Microplastics in the environment
Microplastics are either resulting from fragmentation of larger plastic objects, or specifically produced as small plastic microparticles for use in products such as cleaning agents, cosmetics, and toiletries. It is estimated that the island of Ireland emits some 5700 kg microplastics per year. Fibres released when washing (synthetic) clothes could produce even more microplastics again. Microplastics end up in the fresh water environment, either via a sewage/waste treatment plant, or directly (e.g. road run-off).
Once in the environment, microplastics are extremely persistent, although we need to know more about their fate in the fresh water environment.
Uptake of microplastics
Microplastics enter the food chain when they are consumed by small filter feeders (e.g. mussels, krill), or grazers (e.g. snails), or taken up by plants. These in turn are eaten by larger organisms, leading to a build-up of microplastic levels.
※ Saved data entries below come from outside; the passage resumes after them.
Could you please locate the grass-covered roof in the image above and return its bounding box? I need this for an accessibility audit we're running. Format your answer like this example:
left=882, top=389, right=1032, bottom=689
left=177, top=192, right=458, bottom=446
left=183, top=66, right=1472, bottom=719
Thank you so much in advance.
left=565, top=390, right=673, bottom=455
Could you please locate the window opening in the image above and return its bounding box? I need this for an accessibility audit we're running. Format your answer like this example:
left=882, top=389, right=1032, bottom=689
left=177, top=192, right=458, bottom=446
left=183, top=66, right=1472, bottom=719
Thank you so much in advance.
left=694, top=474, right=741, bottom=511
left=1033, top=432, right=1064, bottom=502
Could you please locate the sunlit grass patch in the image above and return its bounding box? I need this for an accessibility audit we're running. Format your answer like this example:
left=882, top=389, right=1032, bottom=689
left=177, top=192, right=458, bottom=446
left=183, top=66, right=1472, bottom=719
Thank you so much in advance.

High concentrations of microplastics have been found in organisms like fish, whales, turtles and birds. Little is known about microplastics in the fresh water food chain. This is an important issue, since evidence is emerging that microplastics are present in food, although neither the source nor the impact on human consumers is well studied.
Regulation of production and emission of microplastics will be a key component of any strategy that aims to reduce environmental pollution by microplastics. The data generated in this project will inform policy makers, enabling development of a targeted legislative approach that focusses on those microplastics that are of most environmental concern. Furthermore, the data generated will be a stepping stone towards biomonitoring and bioremediation approaches. This project will focus on developing more in-depth knowledge, which will further define the specifics of the pathways and the impacts of microplastics on humans, species and habitats.